実際の所、これ以上の関係を続ける必要性はないのだ。
ただ、そこまでを口に出す事はしない。
「まあ後で凪が本気で私を好きになっても、
私は女みたいな男なんて願い下げなの」
「シリアスな事を言ったかと思えば……」
「ねえ、そんな事より押し倒しておいてこのままなの?」
「う……」
「今は今だけ。

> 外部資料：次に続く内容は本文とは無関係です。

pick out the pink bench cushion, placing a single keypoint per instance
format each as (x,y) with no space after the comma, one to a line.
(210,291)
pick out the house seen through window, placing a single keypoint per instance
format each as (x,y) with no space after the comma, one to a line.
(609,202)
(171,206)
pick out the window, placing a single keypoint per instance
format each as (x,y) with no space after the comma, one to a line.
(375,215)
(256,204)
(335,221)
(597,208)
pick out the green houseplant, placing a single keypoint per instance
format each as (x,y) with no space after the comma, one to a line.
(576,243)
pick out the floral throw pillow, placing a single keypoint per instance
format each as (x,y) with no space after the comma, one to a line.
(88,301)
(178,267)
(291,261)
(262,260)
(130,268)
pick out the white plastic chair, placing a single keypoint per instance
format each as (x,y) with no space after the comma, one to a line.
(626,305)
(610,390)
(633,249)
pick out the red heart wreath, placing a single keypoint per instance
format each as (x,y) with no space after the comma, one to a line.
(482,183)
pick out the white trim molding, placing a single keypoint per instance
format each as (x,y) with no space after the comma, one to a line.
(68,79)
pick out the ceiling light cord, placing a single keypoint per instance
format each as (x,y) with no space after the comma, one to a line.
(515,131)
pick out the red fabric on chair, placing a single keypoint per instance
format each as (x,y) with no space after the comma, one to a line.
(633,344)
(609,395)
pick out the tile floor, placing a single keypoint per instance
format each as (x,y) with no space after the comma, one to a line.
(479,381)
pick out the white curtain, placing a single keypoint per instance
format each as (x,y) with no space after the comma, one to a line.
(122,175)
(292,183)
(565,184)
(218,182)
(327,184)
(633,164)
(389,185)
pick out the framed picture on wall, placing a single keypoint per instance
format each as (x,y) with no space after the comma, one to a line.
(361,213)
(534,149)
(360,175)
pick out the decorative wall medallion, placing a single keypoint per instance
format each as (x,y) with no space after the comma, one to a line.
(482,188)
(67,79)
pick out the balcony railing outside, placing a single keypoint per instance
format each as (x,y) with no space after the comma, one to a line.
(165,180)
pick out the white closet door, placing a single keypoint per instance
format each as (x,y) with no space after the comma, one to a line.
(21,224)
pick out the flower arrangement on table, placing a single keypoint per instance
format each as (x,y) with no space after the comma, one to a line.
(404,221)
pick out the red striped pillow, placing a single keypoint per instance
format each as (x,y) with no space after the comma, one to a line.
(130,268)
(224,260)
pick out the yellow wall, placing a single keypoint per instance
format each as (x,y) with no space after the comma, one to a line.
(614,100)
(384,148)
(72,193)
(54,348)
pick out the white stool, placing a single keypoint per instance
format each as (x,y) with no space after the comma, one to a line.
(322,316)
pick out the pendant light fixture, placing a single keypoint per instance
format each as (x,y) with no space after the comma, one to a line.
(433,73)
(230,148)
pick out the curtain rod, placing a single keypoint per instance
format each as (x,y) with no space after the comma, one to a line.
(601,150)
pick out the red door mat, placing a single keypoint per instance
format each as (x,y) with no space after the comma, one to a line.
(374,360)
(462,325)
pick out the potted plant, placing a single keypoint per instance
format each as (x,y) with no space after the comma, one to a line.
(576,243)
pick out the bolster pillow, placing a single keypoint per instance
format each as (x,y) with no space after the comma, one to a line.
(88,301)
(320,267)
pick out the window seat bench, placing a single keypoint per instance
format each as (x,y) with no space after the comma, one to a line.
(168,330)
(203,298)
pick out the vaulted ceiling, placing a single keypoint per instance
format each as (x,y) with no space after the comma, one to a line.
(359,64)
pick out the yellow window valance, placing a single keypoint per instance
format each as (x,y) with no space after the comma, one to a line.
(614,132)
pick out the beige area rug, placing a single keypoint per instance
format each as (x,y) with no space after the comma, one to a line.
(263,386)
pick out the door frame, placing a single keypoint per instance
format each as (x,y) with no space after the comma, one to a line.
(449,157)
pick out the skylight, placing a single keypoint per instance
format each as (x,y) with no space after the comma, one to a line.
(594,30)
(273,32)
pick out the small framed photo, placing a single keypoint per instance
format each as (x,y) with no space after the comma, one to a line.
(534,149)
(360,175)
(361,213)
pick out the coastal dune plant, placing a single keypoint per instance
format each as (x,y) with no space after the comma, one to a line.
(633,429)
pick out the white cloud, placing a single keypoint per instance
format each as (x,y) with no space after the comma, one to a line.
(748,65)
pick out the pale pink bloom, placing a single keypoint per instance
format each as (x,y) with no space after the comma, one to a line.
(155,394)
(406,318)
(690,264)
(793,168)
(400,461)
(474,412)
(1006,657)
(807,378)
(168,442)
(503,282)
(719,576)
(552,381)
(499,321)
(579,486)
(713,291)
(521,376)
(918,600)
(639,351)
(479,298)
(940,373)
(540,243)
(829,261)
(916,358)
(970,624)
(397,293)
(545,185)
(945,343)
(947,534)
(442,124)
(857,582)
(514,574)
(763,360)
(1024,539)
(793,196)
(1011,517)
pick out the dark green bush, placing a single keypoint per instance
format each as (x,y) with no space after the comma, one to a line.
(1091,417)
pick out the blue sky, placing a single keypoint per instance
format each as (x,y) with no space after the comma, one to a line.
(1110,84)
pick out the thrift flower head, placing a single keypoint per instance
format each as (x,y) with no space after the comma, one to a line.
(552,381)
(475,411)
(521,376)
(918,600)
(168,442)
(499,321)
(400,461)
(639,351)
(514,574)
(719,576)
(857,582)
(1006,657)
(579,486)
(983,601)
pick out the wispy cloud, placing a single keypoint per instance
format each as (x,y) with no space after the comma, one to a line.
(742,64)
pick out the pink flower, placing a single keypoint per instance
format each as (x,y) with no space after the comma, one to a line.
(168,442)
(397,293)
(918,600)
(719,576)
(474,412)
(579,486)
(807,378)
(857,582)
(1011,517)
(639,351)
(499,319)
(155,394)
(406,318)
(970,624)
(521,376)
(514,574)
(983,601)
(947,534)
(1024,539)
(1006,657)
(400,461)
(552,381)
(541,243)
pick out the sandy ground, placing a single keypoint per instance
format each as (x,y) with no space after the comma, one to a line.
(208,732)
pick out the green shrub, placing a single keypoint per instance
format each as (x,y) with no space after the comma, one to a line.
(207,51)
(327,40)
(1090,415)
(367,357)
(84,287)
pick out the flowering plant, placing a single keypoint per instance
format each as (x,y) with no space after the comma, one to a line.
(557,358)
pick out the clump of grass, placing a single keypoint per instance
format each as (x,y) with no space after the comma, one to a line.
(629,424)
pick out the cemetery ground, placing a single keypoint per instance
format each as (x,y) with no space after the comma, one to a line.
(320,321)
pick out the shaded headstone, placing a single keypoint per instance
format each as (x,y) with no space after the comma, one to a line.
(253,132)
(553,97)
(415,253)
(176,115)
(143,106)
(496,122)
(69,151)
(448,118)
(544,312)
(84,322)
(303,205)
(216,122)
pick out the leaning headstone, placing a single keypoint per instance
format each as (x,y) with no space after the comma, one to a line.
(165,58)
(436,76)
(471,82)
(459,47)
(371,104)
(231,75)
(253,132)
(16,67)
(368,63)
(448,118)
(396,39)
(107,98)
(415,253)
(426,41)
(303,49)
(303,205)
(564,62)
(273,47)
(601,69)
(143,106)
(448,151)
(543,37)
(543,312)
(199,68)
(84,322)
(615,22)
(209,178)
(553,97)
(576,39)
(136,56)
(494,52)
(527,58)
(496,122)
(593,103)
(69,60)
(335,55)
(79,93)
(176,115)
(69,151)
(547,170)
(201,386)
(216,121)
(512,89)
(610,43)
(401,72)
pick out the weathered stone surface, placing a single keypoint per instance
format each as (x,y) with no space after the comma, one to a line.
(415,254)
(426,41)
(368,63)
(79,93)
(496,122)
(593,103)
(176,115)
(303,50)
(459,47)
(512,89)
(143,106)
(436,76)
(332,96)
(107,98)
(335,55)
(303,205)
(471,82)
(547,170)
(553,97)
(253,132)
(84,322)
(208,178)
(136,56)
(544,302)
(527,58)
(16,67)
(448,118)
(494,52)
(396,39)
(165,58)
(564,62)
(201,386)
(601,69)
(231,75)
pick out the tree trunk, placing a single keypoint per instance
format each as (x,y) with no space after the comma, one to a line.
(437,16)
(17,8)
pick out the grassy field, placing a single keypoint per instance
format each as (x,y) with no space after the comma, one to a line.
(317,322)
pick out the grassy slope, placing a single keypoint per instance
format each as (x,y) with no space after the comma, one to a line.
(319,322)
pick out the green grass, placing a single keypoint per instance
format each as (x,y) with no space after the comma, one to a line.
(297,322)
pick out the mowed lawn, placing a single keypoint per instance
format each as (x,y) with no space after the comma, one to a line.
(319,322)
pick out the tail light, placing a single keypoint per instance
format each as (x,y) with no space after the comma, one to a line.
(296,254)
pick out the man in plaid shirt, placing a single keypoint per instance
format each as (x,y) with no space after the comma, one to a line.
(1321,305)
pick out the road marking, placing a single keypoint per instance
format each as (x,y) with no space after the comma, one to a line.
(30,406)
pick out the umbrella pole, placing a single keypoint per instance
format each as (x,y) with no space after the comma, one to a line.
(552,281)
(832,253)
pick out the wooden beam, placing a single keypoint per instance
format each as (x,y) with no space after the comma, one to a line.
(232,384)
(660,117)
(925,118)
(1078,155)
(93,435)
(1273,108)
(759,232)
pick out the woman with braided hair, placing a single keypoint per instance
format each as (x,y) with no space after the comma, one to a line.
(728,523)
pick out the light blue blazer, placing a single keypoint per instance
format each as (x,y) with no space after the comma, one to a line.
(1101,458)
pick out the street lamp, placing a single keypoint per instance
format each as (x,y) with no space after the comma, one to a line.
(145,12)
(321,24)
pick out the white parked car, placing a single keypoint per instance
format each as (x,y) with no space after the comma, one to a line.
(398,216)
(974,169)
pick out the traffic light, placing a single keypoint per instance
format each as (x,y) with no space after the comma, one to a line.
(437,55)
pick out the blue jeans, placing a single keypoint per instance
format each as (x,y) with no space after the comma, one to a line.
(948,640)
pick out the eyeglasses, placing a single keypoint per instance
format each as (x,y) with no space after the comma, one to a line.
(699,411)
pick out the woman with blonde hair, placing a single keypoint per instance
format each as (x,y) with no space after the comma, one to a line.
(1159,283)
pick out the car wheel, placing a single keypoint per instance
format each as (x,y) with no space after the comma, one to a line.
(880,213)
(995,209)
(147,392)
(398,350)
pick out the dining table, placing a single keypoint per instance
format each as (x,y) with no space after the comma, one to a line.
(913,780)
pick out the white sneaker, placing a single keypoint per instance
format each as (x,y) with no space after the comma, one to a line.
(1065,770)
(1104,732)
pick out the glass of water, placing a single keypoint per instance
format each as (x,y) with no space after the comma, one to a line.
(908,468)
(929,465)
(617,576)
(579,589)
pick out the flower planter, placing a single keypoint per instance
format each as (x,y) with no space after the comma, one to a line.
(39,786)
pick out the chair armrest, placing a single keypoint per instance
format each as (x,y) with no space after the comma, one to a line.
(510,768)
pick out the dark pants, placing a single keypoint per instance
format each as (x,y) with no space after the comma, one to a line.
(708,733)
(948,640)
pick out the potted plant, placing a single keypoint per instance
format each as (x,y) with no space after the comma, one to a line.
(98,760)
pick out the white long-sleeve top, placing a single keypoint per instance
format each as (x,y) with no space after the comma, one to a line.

これからの事なんて、悩むだけ損なの」
「そう……かもな」
刹那主義とも取れるカシスの考え。
彼女は自分の中にある色々な気持ちを考えた事がない。
それにクリアとクランベリーの事を、
なるべく考えないようにしている。
考えれば耐えられない事だと解っているからだ。
彼女には親もなく、誰に頼る事もできない。
友人は皆、目の前から居なくなってしまった。
そんな状況で凪は自分の全てを受け止めてくれる。
一人になったカシスに唯一寄り添っていてくれる。
優しく彼女を柔らかい逃避の世界へ佇ませてくれる。
だがそうやって凪に依存している事を認めるのは、
カシスにとってはあまりに惨めな事だった。
それでも少しずつ、凪は彼女の心を埋め尽くす。
本当はこの関係を始める前から、
少しだけ彼女の中で予感はあった。
というよりもそれは当たり前の事なのかも知れない。
身体を重ねる相手に情を抱かないまま、
その関係を続けられるはずはないのだから。
だからカシスは全てに蓋をした。
そして今という時間に二人で溺れていく。
ゆらりとたゆたう肌色のシーツの様なうねりの中へと。